We observe that the raster is in the correct coordinate system, so we don’t need to worry about any projection here. If, however, the raster were in the wrong coordinate system, we would use the function projectRaster
from the raster
package.
FinlandRaster@crs
## CRS arguments:
## +proj=tmerc +lat_0=0 +lon_0=27 +k=1 +x_0=3500000 +y_0=0
## +ellps=intl +units=m +no_defs
We crop the raster according to Niki’s trajectory. To do so, we use the function crop
from the package raster
.
bitOfFinland <- crop(FinlandRaster, extent(nikiSpatial))
plot(bitOfFinland)
points(nikiSpatial, col = "black", pch = 19, cex = 0.5)
To extract the habitat type at each observed location, we use the function extract
from the raster
package. Note that we could extract habitat types by carefully indexing the raster object, but that would be much more difficult.
habTypes <- extract(bitOfFinland, niki[c("X","Y")])
table(habTypes)
## habTypes
## 2 4 7 14 15 17 20 21 23 24 25 28 29 30 33
## 2 7 5 1 2 13 1404 1443 380 340 1 47 363 431 3
## 38 43
## 391 23
Niki seems to have spent a lot of time in agricultural zones (the pale yellow in the raster), and very little time in water and human-modified areas (blue and red in the raster, respectively).

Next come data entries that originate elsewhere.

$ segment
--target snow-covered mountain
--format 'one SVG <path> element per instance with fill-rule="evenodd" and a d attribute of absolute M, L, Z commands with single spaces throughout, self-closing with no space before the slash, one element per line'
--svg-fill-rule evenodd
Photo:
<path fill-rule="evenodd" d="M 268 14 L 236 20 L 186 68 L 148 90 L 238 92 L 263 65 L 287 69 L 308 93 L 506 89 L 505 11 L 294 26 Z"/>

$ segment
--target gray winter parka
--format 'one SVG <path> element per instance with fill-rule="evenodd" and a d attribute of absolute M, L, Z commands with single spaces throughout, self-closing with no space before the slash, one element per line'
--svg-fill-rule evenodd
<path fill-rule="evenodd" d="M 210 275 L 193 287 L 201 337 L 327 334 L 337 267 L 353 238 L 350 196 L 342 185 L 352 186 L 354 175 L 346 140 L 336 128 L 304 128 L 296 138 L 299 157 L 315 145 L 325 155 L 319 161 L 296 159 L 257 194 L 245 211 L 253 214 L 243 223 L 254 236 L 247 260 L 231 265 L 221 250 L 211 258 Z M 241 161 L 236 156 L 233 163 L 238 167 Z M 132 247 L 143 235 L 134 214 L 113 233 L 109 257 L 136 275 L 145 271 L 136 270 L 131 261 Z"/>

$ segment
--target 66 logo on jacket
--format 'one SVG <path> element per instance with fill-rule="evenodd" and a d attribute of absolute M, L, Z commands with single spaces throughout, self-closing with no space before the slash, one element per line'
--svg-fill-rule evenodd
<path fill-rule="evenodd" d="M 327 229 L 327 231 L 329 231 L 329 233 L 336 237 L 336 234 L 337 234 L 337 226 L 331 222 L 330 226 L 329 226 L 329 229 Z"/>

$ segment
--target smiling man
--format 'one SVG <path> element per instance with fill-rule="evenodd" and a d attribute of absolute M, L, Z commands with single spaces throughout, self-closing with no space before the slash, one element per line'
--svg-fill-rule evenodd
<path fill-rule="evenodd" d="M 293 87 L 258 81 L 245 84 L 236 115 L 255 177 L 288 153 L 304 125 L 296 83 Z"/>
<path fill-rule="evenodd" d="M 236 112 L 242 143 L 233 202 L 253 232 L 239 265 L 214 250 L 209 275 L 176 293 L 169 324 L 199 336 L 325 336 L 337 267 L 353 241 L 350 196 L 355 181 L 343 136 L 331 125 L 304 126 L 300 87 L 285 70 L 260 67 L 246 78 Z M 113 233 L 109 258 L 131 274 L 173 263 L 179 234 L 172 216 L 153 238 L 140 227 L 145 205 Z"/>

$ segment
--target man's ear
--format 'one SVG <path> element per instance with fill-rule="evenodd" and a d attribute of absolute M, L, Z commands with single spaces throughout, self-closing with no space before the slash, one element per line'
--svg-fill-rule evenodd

To compute the distance from each point to the closest house pixel, we first need to determine the coordinates of each house pixel. We change all raster values ranging from 1-3 (i.e., those corresponding to houses) to TRUE
, and we change all others to FALSE
. We obtain the indeces of the TRUE
cells using the raster
function Which
. Finally, we obtain the actual coordinates of the TRUE
cells using the raster
function xyFromCell
. This process leaves us with the coordinates of the houses. In the plot, wolf locations are black and houses are red.
bitOfFinland[bitOfFinland %in% 1:3] <- TRUE
bitOfFinland[bitOfFinland >= 4] <- FALSE
idx <- Which(bitOfFinland, cells = TRUE)
keyXY <- xyFromCell(bitOfFinland, idx, spatial = TRUE)
plot(nikiSpatial, pch = 19, cex = 0.1, col = "black")
plot(keyXY, pch = 19, cex = 0.1, col = "red", add = T)
We compute the distance between each observation and the closest house using a small chunk of code written by Elie. Converting coordinates into complex numbers is a useful trick for working with 2-dimensional spatial data.
z.wolf <- nikiSpatial@coords[,1] + 1i*nikiSpatial@coords[,2]
z.houses <- keyXY@coords[,1] + 1i * keyXY@coords[,2]
getMinDistance <- function(x,y) {
min(Mod(x-y))
}
ds <- sapply(z.wolf, getMinDistance, y = z.houses)
names(ds) = NULL
head(ds)
## [1] 1610.666 1537.986 2040.159 2074.295 2159.306 2159.044
Originally, I wasted a lot of time attempting to re-invent the wheel by writing many spatial functions on my own. This was time consuming, and my code was often inefficient or simply incorrect. Fortunately, R has a rich ecosystem of spatial functions, methods, and packages. Now, when I need a certain spatial function, I poke around the spatial packages before attempting to write something myself. Typically, I’m able to find a highly optimized function that works quite well.
Here are some additional functions that I find useful.
spsample
from sp
: randomly sample some number of points from a spatial polygon; useful for generating null sets of absences.
rasterToPolygons
from raster
: create a polygon from a raster object; useful for generating polygons that bound various raster features.
%dopar%
from foreach
and doParallel
: perform computations in parallel; useful for completing multiple time-intensive spatial tasks simultaneously, such as loading multiple shape files at once.